Estábamos charlando y tomando mate, cuando de repente apareció Milagros.

-MILAGROS: Hola mami! Hola Luca! ¿Y Mateo?

-LUCA: Mateo anoche se quedó a dormir en casa de sus abuelos, en un rato lo tengo que ir a buscar!

-MILAGROS: ¿Y va a ir a la calesita? Hoy es sábado!

Nos miramos con Mercedes y le dijo que yo venía de trabajar y que estaba un poco cansado, pero le dije que seguramente iríamos, Mateo no se quería perder la calesita de los sábados con Milagros por nada del mundo.

Nos despedimos con un abrazo en la puerta de su casa y me fui a casa de mis padres a buscar a Mateo.

Llegué a eso de las nueve y media y mis padres estaba mateando en la cocina, Mateo aún estaba durmiendo.

Les conté todo lo que había pasado, por supuesto sin los detalles más íntimos y escabrosos, no me interesaba tampoco que odien a Laura, que llegaran a no querer ni verla, pensaba por ejemplo en algún cumpleaños de Mateo, donde se reuniría la familia, y no quería que sea un momento incómodo para nadie.

Al despertarse Mateo y encontrarme en casa, vino corriendo hacia mí y me dio un abrazo que me hizo saltar las lágrimas, me las sequé rápidamente para que no se diera cuenta, y lo primero que me preguntó fue si íbamos a ir a la calesita con Milagros.

Mis padres insistieron en que me quedara a almorzar, y aunque estaba sin dormir, me quedé a comer con ellos y papá hizo un asado que estaba espectacular, como siempre.

Después de comer Mateo estaba apurado por ir a la calesita, así que nos fuimos para el Paseo del Bosque.

Les agradecí todo lo que hacían por mí, y mi mamá se ofreció para ir a buscar a Mateo al jardín y que se quedará en su casa, hasta que yo saliera del trabajo. Se lo agradecí y le dije que ya veríamos como me iba a organizar de aquí en adelante, pues en verdad no sabía que iba a pasar con Laura luego de la separación.

Por supuesto, en el Paseo de Bosque nos encontramos con las chicas y Mercedes me recibió con una sonrisa.

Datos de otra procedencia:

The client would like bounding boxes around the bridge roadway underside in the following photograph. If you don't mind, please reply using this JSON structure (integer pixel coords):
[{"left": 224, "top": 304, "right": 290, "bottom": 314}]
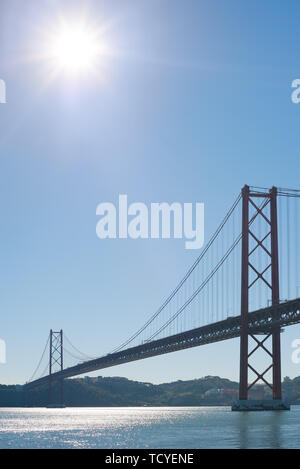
[{"left": 24, "top": 298, "right": 300, "bottom": 390}]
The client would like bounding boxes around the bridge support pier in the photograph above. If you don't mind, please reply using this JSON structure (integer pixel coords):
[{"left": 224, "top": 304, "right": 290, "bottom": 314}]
[
  {"left": 232, "top": 186, "right": 289, "bottom": 410},
  {"left": 47, "top": 329, "right": 65, "bottom": 408}
]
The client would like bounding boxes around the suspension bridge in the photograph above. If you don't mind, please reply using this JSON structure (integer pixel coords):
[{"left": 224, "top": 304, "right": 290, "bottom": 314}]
[{"left": 24, "top": 185, "right": 300, "bottom": 410}]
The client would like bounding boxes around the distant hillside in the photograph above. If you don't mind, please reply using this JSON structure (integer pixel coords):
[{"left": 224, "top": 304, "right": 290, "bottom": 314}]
[{"left": 0, "top": 376, "right": 300, "bottom": 407}]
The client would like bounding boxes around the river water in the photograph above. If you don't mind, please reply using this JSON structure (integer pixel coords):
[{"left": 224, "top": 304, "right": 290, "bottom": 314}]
[{"left": 0, "top": 406, "right": 300, "bottom": 449}]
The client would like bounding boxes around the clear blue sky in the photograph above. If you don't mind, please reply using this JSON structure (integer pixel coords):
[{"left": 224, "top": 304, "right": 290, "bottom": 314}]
[{"left": 0, "top": 0, "right": 300, "bottom": 383}]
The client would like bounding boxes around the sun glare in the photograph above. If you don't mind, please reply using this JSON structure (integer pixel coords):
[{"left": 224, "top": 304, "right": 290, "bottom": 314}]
[{"left": 46, "top": 19, "right": 106, "bottom": 75}]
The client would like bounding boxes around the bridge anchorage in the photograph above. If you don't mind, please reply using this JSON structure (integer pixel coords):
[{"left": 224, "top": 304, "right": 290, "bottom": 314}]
[{"left": 24, "top": 185, "right": 300, "bottom": 411}]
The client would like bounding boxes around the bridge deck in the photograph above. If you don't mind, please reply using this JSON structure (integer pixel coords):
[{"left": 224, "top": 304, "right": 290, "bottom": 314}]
[{"left": 24, "top": 298, "right": 300, "bottom": 390}]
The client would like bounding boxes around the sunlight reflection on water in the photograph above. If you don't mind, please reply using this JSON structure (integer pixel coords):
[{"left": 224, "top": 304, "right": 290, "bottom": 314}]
[{"left": 0, "top": 406, "right": 300, "bottom": 449}]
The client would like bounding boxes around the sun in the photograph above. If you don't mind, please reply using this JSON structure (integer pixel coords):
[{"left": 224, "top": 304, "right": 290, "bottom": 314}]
[
  {"left": 44, "top": 17, "right": 107, "bottom": 75},
  {"left": 51, "top": 25, "right": 101, "bottom": 72}
]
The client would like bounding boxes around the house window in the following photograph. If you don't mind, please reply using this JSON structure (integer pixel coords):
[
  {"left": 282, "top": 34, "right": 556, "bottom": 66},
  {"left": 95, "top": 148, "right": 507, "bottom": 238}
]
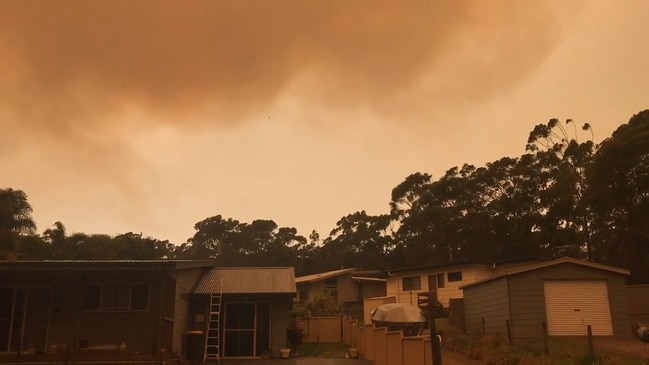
[
  {"left": 324, "top": 277, "right": 338, "bottom": 301},
  {"left": 401, "top": 276, "right": 421, "bottom": 290},
  {"left": 82, "top": 284, "right": 149, "bottom": 311},
  {"left": 437, "top": 273, "right": 450, "bottom": 288},
  {"left": 178, "top": 286, "right": 189, "bottom": 303},
  {"left": 298, "top": 289, "right": 309, "bottom": 303},
  {"left": 448, "top": 271, "right": 462, "bottom": 283}
]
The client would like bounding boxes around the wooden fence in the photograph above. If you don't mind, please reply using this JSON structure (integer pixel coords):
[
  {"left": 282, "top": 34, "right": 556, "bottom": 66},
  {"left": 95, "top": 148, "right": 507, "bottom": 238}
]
[{"left": 297, "top": 317, "right": 433, "bottom": 365}]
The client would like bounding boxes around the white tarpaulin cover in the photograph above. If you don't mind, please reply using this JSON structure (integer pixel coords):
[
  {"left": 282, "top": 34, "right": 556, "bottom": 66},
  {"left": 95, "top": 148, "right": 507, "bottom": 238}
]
[{"left": 371, "top": 303, "right": 426, "bottom": 323}]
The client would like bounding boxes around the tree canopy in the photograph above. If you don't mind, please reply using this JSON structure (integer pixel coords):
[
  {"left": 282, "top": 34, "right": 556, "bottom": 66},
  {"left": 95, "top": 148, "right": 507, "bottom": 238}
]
[{"left": 0, "top": 110, "right": 649, "bottom": 283}]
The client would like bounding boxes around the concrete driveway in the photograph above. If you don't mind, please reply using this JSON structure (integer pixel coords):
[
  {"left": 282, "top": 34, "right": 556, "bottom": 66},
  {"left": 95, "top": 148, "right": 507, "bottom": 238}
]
[{"left": 215, "top": 350, "right": 484, "bottom": 365}]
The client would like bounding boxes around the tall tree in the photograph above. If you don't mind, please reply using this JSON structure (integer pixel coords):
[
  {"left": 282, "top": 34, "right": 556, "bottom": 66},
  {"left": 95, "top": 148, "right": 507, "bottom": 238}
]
[
  {"left": 0, "top": 188, "right": 36, "bottom": 255},
  {"left": 587, "top": 110, "right": 649, "bottom": 282},
  {"left": 320, "top": 211, "right": 392, "bottom": 270}
]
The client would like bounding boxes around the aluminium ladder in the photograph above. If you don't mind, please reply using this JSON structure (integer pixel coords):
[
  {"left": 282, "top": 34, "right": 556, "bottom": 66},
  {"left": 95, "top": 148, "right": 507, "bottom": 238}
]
[{"left": 203, "top": 279, "right": 223, "bottom": 363}]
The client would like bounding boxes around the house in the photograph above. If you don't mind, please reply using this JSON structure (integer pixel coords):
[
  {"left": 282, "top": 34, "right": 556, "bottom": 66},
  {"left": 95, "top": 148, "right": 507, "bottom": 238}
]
[
  {"left": 386, "top": 258, "right": 536, "bottom": 308},
  {"left": 0, "top": 260, "right": 295, "bottom": 362},
  {"left": 295, "top": 268, "right": 386, "bottom": 318},
  {"left": 461, "top": 257, "right": 631, "bottom": 338},
  {"left": 191, "top": 267, "right": 295, "bottom": 358}
]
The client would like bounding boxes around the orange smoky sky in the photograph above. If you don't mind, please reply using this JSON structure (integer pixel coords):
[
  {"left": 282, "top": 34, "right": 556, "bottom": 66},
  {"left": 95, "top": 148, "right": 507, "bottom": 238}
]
[{"left": 0, "top": 0, "right": 642, "bottom": 243}]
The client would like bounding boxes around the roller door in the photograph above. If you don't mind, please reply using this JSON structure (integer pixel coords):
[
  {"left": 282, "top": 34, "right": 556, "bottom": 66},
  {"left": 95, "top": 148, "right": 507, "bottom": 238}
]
[{"left": 543, "top": 280, "right": 613, "bottom": 336}]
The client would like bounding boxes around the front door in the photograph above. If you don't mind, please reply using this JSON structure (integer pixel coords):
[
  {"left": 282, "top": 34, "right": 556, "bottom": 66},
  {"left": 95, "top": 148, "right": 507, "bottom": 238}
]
[
  {"left": 223, "top": 302, "right": 270, "bottom": 357},
  {"left": 0, "top": 288, "right": 51, "bottom": 352}
]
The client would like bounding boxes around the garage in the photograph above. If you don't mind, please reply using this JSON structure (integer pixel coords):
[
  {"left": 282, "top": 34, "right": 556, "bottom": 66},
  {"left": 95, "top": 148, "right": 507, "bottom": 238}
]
[
  {"left": 461, "top": 257, "right": 632, "bottom": 338},
  {"left": 543, "top": 280, "right": 613, "bottom": 336}
]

Ni bien llegamos Mateo y Milagros se fueron para los juegos y nosotros nos quedamos conversando sentados en uno de los bancos.

-MERCEDES: Debes estar reventado Luca, estás sin dormir, ¿querés ir a descansar un rato y que Mateo se quede conmigo?

-LUCA: Te agradezco Mecha! Pero la verdad es que necesito estar con él, verlo sonreír y pasarla bien, y de paso aprovecho tu compañía.

-MERCEDES: Gracias Luca, a mí también me gusta mucho que charlemos, supongo que en este momento no debe ser bueno estar solo.

Cerca de las cinco de la tarde, nos fuimos para casa, invitamos a Mercedes y a Milagros a merendar en casa y ambas aceptaron entusiasmadas.

Los chicos estaban tan entretenidos jugando, qué se nos hizo la hora de cenar y las chicas terminaron aceptando cenar con nosotros.

Después de cenar Mercedes dijo que se irían a su casa, no quería llegar tan tarde y tener que entrar el auto a esa hora.

-LUCA: Vamos que te acompaño, es tarde para que entres el auto vos sola, después nosotros nos volvemos.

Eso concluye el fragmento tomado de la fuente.